1. Though I do love a good use of OAuth Device Flow, it feels a bit awkward for this style of webapp. Is it easier for some reason? Is it the most practical way to do auth for a fully-client-side webapp and/or for GitHub, for some reason?

2. I was very surprised to see that I'd already authorized this app. I guess I'd ask that you consider provisioning separate apps, both as a good hygiene, future growth, changing it now is probably easier, and it just feels better? I certainly raised an eyebrow.

[kylecarbs]

Though I do love a good use of OAuth Device Flow, it feels a bit awkward for this style of webapp. Is it easier for some reason? Is it the most practical way to do auth for a fully-client-side webapp and/or for GitHub, for some reason?

I think it's the best route for now.
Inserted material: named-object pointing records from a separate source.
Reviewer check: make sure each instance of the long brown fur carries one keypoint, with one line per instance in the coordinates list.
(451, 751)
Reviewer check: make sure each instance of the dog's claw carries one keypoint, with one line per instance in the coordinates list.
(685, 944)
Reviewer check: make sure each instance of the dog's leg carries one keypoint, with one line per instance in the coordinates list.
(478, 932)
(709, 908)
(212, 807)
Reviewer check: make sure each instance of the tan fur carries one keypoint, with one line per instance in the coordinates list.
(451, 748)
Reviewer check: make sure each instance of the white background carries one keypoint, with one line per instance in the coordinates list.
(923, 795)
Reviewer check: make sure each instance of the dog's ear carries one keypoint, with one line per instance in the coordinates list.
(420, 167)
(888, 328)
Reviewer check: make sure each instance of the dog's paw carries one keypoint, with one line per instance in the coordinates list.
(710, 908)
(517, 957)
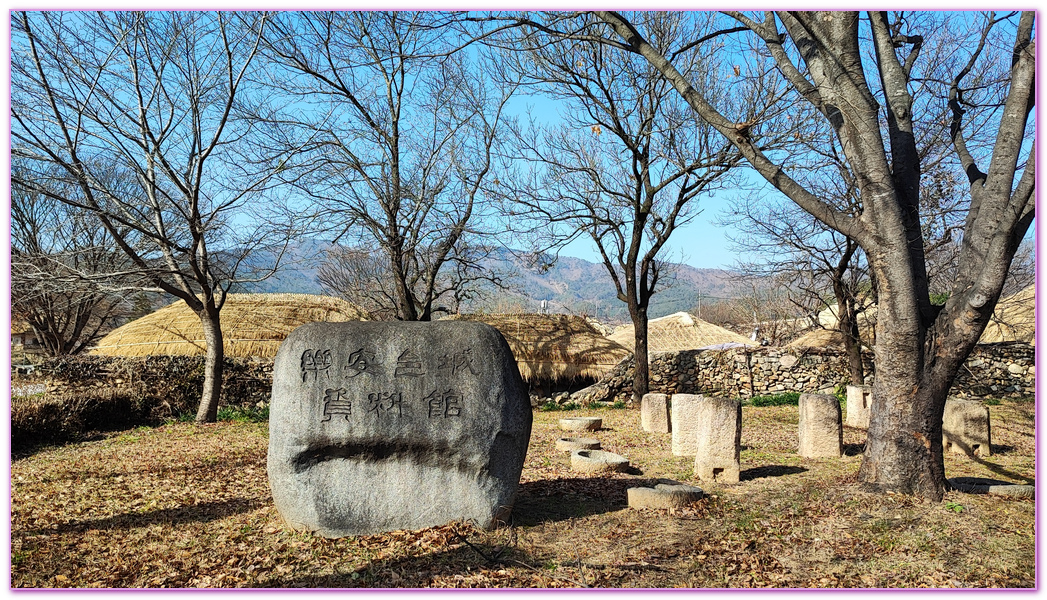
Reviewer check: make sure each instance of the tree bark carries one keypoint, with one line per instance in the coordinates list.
(213, 367)
(641, 374)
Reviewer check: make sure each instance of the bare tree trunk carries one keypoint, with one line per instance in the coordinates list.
(904, 450)
(641, 374)
(213, 367)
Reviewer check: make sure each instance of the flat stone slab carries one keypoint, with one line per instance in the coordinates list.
(669, 494)
(572, 444)
(581, 423)
(381, 426)
(984, 486)
(598, 462)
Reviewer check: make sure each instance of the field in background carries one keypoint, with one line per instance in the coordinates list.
(188, 506)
Pulldash initially started as a desktop app, in that case I was using your gh CLI credentials, which actually use the same OAuth2 flow that Pulldash does.

The unfortunate thing about this flow is the expansive permissions needed for PR reviews.

I was very surprised to see that I'd already authorized this app. I guess I'd ask that you consider provisioning separate apps, both as a good hygiene, future growth, changing it now is probably easier, and it just feels better? I certainly raised an eyebrow.

Do you mean separate apps for desktop and web? This app was just created a few days ago specifically for Pulldash, not recycled from a prior project.

[colemickens]

This app was just created a few days ago specifically for Pulldash, not recycled from a prior project.

I must have just been confused then. I thought it came through as coder and thought maybe it was a re-used app that I'd previously authorized from another Coder project.

Okay, in that case maybe just one other question - does it make sense to document how to provision credentials for my own OAuth app that I control fully? For example, my employer's GitHub organization doesn't allow me to consent enough, to post the review (and right now, pulldash actually just drops the change on the ground when it gets the 4xx back). Rather than ask my boss to allow a third party app, I might be more able to easily convince him to provision us our OWN OAuth app, that I can then use with a fully offline ("vetted"...?) copy of pulldash?

Or maybe you have other thoughts.

Thanks! This is so exciting, it was really nice to use and I'm excited to try it more. Thanks for the attention here, also.